Sunday, July 15, 2007

vu jà dé

I'm guessing that most people have had at least one déjà vu experience. What I don't know is if anyone ever has ever noticed the initial vu part of the experience. There have been several times in my life when I've had peculiar thoughts that seem to come fully formed, glimpses of me in situations I don't recognize with people I don't know and I find myself wondering if this is the inital experience. These images are much more real than the "realistic while you are in it" dream.

Don't get me wrong, I'm not going all mystic and supernatural on you. I don't know what other terms to describe these really odd feelings with. I haven't had one really since highschool, but I always knew that if I were in a situation to feel that way again, I would make special note of it.

Now we come to the reason I'm writing about such an odd topic in the first place. I don't want this to be an initial vu experience.

My parents were here for 2 days (not counting their arrival day and departure days). It was a joyous time filled with much accomplished and lots of fun visiting.

At one point Dad was talking about the wooden platform by my porch that you step onto first before the grass. He was mentioning how the fix was temporary and that in 5 years or so, the whole thing would need to be replaced. And for a split second, everything froze and part of my mind took a real careful look at my Dad, how he is getting older, how much he is struggling with his panic attacks and what not, and that part of my mind which held reality frozen whispered, "He's not going to be here to fix them in 5 years." I imagined myself talking with someone about replacing the wooden planks and mentioning how Dad had said they'd last about 5 years.
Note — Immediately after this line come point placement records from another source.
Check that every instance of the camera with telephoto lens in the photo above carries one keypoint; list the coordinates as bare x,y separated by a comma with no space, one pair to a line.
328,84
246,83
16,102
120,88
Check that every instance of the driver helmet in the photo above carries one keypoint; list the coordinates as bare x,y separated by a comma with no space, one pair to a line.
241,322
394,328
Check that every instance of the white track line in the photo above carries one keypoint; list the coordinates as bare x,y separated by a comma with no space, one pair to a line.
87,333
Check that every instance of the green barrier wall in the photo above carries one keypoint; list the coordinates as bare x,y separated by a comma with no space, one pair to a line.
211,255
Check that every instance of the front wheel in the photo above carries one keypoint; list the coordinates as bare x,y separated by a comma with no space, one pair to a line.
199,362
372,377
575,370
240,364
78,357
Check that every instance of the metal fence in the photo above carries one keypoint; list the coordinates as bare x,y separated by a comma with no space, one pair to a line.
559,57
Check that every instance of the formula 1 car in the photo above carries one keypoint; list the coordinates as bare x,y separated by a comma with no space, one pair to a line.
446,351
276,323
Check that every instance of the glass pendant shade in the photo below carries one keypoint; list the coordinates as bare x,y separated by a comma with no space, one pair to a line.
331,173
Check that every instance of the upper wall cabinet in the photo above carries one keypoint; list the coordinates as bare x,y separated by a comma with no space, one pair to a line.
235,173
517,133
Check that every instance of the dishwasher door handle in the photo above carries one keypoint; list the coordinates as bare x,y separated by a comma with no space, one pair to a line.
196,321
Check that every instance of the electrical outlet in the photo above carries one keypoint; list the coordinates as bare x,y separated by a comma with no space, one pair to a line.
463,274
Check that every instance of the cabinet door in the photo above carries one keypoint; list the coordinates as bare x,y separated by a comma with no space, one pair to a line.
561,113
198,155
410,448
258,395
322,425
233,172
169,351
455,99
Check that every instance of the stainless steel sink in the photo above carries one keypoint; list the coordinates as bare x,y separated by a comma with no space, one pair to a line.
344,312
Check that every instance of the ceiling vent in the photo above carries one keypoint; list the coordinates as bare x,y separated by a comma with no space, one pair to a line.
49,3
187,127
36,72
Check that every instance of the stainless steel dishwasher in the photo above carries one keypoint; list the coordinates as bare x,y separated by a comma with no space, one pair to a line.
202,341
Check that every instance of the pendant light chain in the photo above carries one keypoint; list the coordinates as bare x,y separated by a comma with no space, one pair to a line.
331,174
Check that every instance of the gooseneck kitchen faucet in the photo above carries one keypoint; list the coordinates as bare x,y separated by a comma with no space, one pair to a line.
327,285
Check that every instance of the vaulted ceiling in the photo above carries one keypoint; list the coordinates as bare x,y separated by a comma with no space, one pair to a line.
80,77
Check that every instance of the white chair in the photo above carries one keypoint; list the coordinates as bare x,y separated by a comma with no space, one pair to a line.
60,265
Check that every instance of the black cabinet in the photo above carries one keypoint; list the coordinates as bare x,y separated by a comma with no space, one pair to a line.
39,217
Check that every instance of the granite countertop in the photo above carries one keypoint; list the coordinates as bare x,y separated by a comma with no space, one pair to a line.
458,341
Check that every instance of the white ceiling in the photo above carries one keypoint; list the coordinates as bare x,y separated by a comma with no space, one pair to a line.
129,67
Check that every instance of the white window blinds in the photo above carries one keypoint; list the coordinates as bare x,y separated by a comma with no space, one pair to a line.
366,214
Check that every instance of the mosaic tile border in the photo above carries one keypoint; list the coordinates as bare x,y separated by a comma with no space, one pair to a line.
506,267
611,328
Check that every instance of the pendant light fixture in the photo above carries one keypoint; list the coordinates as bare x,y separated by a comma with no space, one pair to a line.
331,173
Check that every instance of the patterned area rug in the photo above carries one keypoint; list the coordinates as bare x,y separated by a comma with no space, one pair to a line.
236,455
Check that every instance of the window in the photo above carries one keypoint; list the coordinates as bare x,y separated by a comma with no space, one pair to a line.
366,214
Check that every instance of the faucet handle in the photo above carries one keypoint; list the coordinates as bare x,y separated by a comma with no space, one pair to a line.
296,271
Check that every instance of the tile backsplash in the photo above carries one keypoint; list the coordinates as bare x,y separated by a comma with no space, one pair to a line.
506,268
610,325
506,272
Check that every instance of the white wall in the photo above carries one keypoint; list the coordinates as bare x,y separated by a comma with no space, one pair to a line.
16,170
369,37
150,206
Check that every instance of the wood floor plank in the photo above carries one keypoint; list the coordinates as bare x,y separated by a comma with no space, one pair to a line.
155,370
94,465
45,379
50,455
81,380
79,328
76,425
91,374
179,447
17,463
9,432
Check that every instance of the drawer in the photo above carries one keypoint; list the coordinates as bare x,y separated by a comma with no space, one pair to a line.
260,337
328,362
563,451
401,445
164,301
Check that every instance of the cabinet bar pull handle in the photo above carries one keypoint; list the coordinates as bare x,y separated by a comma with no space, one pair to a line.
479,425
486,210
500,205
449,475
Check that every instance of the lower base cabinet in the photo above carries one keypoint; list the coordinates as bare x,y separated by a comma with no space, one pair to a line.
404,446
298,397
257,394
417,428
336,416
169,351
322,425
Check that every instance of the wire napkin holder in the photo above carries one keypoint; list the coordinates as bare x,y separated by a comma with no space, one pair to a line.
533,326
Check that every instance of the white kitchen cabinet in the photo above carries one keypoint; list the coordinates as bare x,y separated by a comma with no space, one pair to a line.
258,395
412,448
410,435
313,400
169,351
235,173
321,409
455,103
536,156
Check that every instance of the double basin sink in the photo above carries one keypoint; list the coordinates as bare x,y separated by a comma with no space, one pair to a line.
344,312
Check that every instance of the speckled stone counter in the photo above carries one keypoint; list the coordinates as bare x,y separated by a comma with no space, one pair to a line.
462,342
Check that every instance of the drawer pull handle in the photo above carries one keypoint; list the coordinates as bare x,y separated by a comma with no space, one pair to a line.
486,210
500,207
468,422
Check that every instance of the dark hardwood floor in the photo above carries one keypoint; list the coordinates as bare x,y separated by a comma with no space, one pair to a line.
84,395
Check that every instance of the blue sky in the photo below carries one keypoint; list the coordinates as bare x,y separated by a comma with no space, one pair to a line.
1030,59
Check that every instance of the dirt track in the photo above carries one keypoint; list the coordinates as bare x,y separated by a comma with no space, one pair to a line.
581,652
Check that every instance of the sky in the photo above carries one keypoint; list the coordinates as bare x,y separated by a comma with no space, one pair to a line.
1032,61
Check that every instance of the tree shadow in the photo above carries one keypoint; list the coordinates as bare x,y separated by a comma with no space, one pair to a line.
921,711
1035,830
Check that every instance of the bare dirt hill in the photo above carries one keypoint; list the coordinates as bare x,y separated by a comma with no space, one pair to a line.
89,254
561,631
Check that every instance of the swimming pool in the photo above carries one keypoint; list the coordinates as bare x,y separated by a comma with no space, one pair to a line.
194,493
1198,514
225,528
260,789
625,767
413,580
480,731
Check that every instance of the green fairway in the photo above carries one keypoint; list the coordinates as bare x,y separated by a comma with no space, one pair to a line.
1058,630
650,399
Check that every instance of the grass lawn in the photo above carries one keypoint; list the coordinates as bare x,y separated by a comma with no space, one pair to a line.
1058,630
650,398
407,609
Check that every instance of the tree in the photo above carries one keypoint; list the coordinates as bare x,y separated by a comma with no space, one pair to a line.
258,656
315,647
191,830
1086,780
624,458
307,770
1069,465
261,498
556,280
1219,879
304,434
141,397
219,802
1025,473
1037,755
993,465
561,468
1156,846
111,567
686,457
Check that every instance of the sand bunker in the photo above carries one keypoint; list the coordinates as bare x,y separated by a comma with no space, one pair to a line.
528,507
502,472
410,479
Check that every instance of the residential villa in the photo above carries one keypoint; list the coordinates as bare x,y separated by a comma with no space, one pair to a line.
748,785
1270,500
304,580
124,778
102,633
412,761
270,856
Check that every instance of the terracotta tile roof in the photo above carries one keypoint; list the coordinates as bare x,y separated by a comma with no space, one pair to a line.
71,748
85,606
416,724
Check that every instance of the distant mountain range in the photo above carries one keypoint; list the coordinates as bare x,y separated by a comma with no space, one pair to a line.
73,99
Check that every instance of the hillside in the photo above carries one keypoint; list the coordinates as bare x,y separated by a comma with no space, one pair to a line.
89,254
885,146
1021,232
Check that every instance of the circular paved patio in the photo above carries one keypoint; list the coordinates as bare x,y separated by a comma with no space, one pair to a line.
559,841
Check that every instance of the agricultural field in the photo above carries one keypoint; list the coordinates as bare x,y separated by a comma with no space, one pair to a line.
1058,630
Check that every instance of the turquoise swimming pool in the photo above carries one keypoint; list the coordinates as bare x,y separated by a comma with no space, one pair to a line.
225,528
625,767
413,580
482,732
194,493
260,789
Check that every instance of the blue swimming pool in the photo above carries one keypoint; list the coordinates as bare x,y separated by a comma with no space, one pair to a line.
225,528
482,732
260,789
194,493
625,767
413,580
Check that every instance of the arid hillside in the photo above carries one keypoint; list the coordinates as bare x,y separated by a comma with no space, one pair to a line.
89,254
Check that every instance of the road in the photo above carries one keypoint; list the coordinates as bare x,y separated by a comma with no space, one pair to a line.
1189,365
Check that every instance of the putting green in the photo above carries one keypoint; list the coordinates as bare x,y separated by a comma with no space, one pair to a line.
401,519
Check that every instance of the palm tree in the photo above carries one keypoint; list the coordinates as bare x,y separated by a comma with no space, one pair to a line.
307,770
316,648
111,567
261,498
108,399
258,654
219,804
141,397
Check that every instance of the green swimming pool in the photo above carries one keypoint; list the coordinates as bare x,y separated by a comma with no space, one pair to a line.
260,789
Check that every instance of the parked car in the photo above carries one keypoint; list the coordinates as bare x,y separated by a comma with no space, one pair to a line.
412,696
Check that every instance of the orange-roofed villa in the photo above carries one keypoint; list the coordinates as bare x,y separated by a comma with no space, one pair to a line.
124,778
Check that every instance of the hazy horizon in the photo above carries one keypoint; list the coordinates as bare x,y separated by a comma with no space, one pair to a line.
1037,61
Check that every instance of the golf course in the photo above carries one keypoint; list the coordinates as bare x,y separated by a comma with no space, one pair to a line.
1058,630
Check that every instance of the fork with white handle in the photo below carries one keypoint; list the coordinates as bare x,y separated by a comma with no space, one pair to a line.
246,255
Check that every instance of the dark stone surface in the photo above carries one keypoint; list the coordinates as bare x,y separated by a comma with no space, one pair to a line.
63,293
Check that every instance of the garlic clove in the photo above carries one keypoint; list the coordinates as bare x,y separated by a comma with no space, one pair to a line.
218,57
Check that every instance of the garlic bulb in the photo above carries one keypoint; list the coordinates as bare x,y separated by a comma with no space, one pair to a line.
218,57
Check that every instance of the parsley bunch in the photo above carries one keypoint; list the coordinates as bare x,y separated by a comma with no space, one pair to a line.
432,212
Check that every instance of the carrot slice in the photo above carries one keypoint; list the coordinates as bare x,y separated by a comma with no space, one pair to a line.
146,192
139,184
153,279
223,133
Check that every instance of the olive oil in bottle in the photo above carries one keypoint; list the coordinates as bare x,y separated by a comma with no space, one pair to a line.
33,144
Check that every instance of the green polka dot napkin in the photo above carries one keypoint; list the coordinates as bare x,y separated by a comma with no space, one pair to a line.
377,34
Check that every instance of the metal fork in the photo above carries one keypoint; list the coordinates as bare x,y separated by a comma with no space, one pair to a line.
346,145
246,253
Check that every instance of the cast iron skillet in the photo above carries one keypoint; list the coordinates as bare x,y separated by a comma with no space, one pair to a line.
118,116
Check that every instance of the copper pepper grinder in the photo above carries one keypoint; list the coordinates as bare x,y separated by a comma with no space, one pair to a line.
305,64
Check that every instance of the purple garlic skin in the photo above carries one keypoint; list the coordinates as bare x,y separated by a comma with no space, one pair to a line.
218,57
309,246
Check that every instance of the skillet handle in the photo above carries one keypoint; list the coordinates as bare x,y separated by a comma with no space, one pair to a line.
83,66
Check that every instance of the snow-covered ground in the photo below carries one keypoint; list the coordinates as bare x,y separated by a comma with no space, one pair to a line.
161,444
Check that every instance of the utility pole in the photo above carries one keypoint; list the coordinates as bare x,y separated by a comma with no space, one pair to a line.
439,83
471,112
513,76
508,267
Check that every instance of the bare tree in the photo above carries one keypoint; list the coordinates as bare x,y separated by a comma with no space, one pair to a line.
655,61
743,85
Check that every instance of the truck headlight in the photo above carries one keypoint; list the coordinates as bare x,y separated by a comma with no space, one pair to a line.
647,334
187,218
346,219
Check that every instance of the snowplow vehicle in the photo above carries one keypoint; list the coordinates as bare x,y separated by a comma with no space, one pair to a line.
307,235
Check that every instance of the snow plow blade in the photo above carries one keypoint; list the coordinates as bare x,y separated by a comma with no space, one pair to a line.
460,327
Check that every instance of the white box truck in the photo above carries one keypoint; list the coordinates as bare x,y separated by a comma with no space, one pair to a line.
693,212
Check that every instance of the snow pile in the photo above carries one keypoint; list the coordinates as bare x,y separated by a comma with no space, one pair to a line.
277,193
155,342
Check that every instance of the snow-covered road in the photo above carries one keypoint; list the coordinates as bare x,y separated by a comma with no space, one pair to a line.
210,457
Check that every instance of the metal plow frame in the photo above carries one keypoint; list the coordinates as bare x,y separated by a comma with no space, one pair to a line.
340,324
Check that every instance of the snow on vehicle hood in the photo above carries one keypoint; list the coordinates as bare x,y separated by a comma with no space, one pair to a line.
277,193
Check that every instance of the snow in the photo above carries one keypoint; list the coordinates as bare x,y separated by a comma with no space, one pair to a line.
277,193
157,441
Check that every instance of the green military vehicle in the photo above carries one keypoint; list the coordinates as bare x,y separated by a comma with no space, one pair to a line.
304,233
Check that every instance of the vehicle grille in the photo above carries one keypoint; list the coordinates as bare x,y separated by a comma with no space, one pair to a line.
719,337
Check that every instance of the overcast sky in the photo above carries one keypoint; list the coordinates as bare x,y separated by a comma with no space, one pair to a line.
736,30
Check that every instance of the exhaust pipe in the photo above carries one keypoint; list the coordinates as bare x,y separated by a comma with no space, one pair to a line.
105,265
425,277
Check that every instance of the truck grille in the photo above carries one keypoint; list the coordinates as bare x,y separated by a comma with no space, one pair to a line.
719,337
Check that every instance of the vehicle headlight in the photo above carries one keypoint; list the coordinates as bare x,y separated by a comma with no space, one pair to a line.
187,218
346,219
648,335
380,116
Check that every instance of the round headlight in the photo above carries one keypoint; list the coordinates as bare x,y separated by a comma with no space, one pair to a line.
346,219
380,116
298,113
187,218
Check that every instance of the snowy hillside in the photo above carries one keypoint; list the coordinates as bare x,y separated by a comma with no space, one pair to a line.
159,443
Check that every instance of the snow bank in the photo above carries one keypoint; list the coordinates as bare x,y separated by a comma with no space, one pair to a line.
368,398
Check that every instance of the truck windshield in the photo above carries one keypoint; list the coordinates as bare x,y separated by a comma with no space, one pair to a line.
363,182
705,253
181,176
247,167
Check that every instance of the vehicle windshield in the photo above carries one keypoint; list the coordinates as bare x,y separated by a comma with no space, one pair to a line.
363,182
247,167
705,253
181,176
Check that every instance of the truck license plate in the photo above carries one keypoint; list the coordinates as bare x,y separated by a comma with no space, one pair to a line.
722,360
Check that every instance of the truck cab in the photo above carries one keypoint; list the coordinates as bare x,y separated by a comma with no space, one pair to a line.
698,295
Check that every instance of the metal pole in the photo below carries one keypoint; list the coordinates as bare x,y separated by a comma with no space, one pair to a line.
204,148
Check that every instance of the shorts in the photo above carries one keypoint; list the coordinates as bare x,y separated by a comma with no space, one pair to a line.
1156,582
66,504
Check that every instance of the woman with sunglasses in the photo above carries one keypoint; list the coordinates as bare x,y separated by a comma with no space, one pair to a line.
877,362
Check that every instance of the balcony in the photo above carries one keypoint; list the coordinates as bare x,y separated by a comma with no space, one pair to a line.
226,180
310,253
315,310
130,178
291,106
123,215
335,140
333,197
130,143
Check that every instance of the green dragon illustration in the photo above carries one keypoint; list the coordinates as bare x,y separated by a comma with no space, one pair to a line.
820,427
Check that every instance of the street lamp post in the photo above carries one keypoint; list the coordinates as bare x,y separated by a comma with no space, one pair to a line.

And a part of me wept. I don't want to lose my Dad.

Reason dictates that there is no evidence to support genuine de ja vu experiences let alone this vu jà dé experience.

What it is, however is a reminder that life is precious. A reminder to spend time now with the ones you love and not wait for a more opportune moment. A reminder that loved ones would rather have a phone call or visit today then for you to come half-way around the world for their funeral.